Biographical Database of NAWSA Suffragists, 1890-1920

Biography of Sarah Norcliffe Cleghorn, 1876-1959

By Shawn Harrington, Curator, Manchester Historical Society, Manchester, Vermont

Sarah Norcliffe Cleghorn was born in Norfolk, Virginia on February 4, 1876. She was the daughter of a Scottish immigrant and investment broker, John Dalton Cleghorn, and Sarah Chestnut (Hawley) Cleghorn. Following the death of her mother in 1885, Sarah and her brother Carl came to Manchester, VT to live with her two aunts, Julia and Jessie Hawley. She was educated in Manchester and graduated from Burr and Burton Seminary in 1895. During this time she became lifelong friends with Dorothy Canfield Fisher. They both became writers and collaborated on a book of essays, Fellow Captains (1916), and Nothing Ever Happens and How It Does: Sixteen True Stories (1940). Cleghorn also wrote a dramatization of Fisher's novel for children, Understood Betsy (1934).

Sarah N. Cleghorn's first published short story was in the Philistine, shortly after she attended Radcliffe College for the 1895-1896 academic year. She contributed short stories and poems to popular magazines and periodicals such as the Atlantic Monthly, Century, Scribner's, Harper's and The Survey. She was also a contributing editor of TheWorld Tomorrow. Her pacifist beliefs and socialist political views began to be reflected in her writings as the world approached the First World War in 1914 and Cleghorn began making contributions to publications with social agendas such as The Masses. Poems such as “The Mother Follows,” (The Suffragist, 24 Jan. 1914) clearly highlight her departure from earlier writings.

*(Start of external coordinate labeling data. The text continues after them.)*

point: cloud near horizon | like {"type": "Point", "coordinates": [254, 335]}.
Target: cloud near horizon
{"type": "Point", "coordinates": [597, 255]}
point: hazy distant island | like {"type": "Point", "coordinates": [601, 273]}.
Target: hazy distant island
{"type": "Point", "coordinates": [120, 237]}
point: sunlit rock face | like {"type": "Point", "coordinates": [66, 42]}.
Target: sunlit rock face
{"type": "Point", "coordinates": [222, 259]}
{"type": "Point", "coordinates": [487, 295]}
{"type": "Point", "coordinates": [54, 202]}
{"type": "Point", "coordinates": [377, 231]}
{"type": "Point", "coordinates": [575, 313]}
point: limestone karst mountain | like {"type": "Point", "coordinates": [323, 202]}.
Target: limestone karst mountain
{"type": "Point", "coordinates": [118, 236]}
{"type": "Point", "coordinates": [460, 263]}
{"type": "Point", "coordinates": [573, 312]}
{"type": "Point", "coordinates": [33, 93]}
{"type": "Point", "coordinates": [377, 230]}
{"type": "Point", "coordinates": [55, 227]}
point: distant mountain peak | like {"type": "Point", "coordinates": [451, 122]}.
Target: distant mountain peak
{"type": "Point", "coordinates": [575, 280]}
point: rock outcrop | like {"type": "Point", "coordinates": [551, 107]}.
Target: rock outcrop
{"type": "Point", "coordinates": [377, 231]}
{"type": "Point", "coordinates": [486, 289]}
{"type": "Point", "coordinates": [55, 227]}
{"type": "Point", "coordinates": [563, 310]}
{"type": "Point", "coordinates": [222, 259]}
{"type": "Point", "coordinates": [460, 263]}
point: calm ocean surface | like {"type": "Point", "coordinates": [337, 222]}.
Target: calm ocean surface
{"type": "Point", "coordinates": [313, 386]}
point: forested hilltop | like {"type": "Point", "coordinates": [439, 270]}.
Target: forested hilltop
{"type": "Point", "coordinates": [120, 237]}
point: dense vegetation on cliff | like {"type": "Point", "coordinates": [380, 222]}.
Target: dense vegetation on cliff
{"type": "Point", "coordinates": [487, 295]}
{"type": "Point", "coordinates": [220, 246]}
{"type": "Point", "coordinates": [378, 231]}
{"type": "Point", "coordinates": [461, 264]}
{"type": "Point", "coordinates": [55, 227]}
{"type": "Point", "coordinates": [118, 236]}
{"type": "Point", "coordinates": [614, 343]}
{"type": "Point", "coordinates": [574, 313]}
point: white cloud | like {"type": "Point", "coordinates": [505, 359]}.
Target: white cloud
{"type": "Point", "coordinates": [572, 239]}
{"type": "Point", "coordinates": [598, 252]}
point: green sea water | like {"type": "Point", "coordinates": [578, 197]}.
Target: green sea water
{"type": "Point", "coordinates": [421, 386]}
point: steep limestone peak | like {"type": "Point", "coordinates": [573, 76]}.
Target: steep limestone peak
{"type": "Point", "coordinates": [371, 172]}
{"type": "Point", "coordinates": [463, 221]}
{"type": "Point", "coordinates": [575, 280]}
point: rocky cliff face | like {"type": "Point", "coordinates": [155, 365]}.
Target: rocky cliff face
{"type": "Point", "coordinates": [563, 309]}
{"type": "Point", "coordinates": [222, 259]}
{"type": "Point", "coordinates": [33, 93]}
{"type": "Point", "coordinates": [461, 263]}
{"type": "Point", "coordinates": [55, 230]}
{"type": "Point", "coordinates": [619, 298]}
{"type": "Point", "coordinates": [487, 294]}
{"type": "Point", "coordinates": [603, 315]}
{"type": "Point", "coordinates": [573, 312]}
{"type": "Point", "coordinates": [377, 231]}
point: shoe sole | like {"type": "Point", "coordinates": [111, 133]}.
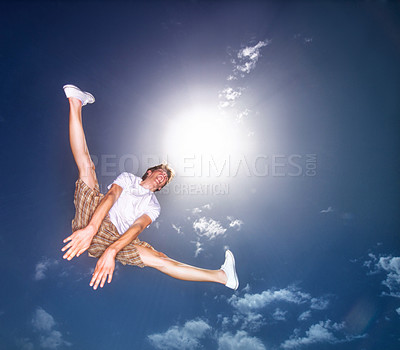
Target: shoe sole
{"type": "Point", "coordinates": [69, 86]}
{"type": "Point", "coordinates": [234, 269]}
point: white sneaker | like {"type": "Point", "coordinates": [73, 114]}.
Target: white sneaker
{"type": "Point", "coordinates": [229, 268]}
{"type": "Point", "coordinates": [73, 91]}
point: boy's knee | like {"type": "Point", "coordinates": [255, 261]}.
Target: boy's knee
{"type": "Point", "coordinates": [154, 259]}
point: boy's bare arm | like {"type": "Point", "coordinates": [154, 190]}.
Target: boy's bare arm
{"type": "Point", "coordinates": [80, 240]}
{"type": "Point", "coordinates": [106, 264]}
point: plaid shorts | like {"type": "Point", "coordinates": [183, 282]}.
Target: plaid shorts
{"type": "Point", "coordinates": [86, 201]}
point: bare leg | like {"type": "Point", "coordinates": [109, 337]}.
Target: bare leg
{"type": "Point", "coordinates": [179, 270]}
{"type": "Point", "coordinates": [78, 144]}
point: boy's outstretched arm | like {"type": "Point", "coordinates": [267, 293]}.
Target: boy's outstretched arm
{"type": "Point", "coordinates": [80, 240]}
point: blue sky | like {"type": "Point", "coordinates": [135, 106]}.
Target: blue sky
{"type": "Point", "coordinates": [281, 121]}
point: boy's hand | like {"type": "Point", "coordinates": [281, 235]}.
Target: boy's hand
{"type": "Point", "coordinates": [104, 267]}
{"type": "Point", "coordinates": [79, 241]}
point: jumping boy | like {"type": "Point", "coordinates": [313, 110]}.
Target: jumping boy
{"type": "Point", "coordinates": [108, 225]}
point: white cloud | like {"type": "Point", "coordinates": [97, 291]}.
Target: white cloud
{"type": "Point", "coordinates": [185, 337]}
{"type": "Point", "coordinates": [391, 265]}
{"type": "Point", "coordinates": [178, 229]}
{"type": "Point", "coordinates": [42, 267]}
{"type": "Point", "coordinates": [199, 210]}
{"type": "Point", "coordinates": [208, 228]}
{"type": "Point", "coordinates": [251, 302]}
{"type": "Point", "coordinates": [198, 248]}
{"type": "Point", "coordinates": [235, 223]}
{"type": "Point", "coordinates": [325, 211]}
{"type": "Point", "coordinates": [250, 321]}
{"type": "Point", "coordinates": [279, 315]}
{"type": "Point", "coordinates": [52, 340]}
{"type": "Point", "coordinates": [319, 303]}
{"type": "Point", "coordinates": [304, 316]}
{"type": "Point", "coordinates": [44, 323]}
{"type": "Point", "coordinates": [228, 97]}
{"type": "Point", "coordinates": [249, 56]}
{"type": "Point", "coordinates": [240, 341]}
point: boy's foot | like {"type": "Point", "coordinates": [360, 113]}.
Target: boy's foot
{"type": "Point", "coordinates": [73, 91]}
{"type": "Point", "coordinates": [229, 268]}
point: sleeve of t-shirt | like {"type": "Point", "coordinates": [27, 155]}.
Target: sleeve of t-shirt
{"type": "Point", "coordinates": [153, 210]}
{"type": "Point", "coordinates": [122, 180]}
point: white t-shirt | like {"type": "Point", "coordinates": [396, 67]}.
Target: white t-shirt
{"type": "Point", "coordinates": [133, 202]}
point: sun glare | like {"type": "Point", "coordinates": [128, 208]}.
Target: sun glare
{"type": "Point", "coordinates": [202, 131]}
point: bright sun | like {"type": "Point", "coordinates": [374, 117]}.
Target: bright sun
{"type": "Point", "coordinates": [202, 131]}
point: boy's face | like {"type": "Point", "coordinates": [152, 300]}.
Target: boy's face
{"type": "Point", "coordinates": [157, 178]}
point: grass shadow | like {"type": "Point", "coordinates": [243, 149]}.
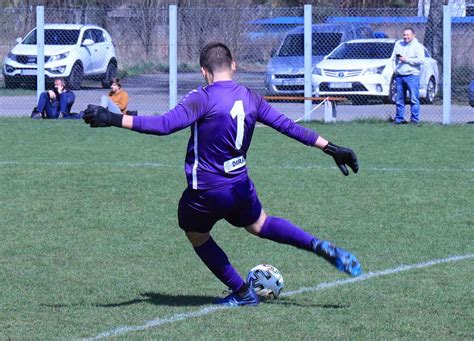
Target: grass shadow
{"type": "Point", "coordinates": [163, 299]}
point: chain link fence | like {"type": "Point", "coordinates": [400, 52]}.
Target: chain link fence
{"type": "Point", "coordinates": [268, 44]}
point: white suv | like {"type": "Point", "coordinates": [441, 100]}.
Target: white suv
{"type": "Point", "coordinates": [364, 68]}
{"type": "Point", "coordinates": [71, 51]}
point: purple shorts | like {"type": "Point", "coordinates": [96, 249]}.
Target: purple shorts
{"type": "Point", "coordinates": [199, 210]}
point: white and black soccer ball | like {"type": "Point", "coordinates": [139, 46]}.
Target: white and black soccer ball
{"type": "Point", "coordinates": [265, 280]}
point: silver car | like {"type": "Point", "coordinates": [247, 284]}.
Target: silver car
{"type": "Point", "coordinates": [285, 71]}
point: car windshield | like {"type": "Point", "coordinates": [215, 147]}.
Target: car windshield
{"type": "Point", "coordinates": [323, 44]}
{"type": "Point", "coordinates": [363, 51]}
{"type": "Point", "coordinates": [54, 37]}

In 1915 Cleghorn began her teaching career as a proponent of the Dalton and Montessori educational methods. She joined Brookwood School in Katonah, N. Y. at its inception in 1920 and two years later was teaching at the Manumit Farm in Pawling, N. Y. In 1924 the Manumit Farm was purchased and re-established as a school for workers' children, the Manumit School, where she taught English and dramatics until 1929. She went on to be a substitute associate professor of English at Vassar College the following year.

Her published works include the novels A Turnpike Lady (1907), The Spinster (1916); a book of poems Portraits and Protests (1917); an autobiography Threescore (1936); books of essays Poems of Peace and Freedom (1945) and The Seamless Robe (1945).

As a 1913 article in the Manchester Journal noted, “While not an active worker for the cause of woman suffrage, she is strongly in favor of the equal franchise.” Some of the other social causes that Cleghorn actively supported were equal rights for African-Americans, prison reform, animal rights, packing-house reform, and the abolishment of child labor and vivisection. She was a member of the Vivisection Investigation League, Prevention of the Cruelty to Animals, League of Mutual Aid, Fellowship of Reconciliation, American League to Abolish Capital Punishment, War Resisters' League, and the National Association for the Advancement of Colored People. She had joined the Socialist party in 1911 and at the time of her death in 1959, she was a member of Chestnut Hill (Pa.) Monthly Meeting.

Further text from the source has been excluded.